It was a moonlit night – I wouldn't have known had I not gone to the rooftop.
When Ismat and I climbed up to the rooftop to talk in peace, it was still dark. A few kanakchapas from the end of the season seemed to play hide and seek from the branches of the bare bush. They smelled better than they looked. Ismat used to value such things before but now she didn't care. She held the teacup to her chest and stared at nothing. Resignedly, I pushed the cane chair towards her and sat on the swing myself. In the dusky light we faced each other, silently. There was a time when we couldn't sleep without confiding in each other. That was probably two decades ago. And now – we couldn't speak of our innermost feelings but at least we could talk about others. How long could we just sit there like thunderstruck people? I forced the words out of my mouth – “Your family used to speak in Urdu before. When did they start with Bangla?”
Only the sound of a throatclearing came from the other side.

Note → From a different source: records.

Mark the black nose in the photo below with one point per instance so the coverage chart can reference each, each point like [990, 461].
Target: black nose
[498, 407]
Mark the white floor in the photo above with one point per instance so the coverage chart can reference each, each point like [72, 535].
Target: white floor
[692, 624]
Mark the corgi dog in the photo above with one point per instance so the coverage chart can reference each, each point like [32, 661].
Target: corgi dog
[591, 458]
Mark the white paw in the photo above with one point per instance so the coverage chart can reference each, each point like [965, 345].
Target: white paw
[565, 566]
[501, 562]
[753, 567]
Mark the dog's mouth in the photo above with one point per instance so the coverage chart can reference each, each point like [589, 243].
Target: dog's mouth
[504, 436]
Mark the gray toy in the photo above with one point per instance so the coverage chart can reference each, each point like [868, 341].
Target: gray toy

And yet, I had heard about their practice of Urdu from Ismat herself. When we began to frequent their house in the eighties though, the only sign left were the arms full of glass bangles on the women of the household and their addressing elder sisters as “Baji.” Why didn't she want to talk about this now? Or did she not trust me anymore?
I said, “In those days, the elite Muslims of Kolkata used to speak Urdu. I'm sure they didn't change as soon as they landed in Dhaka.”
“No, they changed after the Independence.” Ismat laughed. “Are you looking for new material for your writing?”
I couldn't even write about things I knew, and this was …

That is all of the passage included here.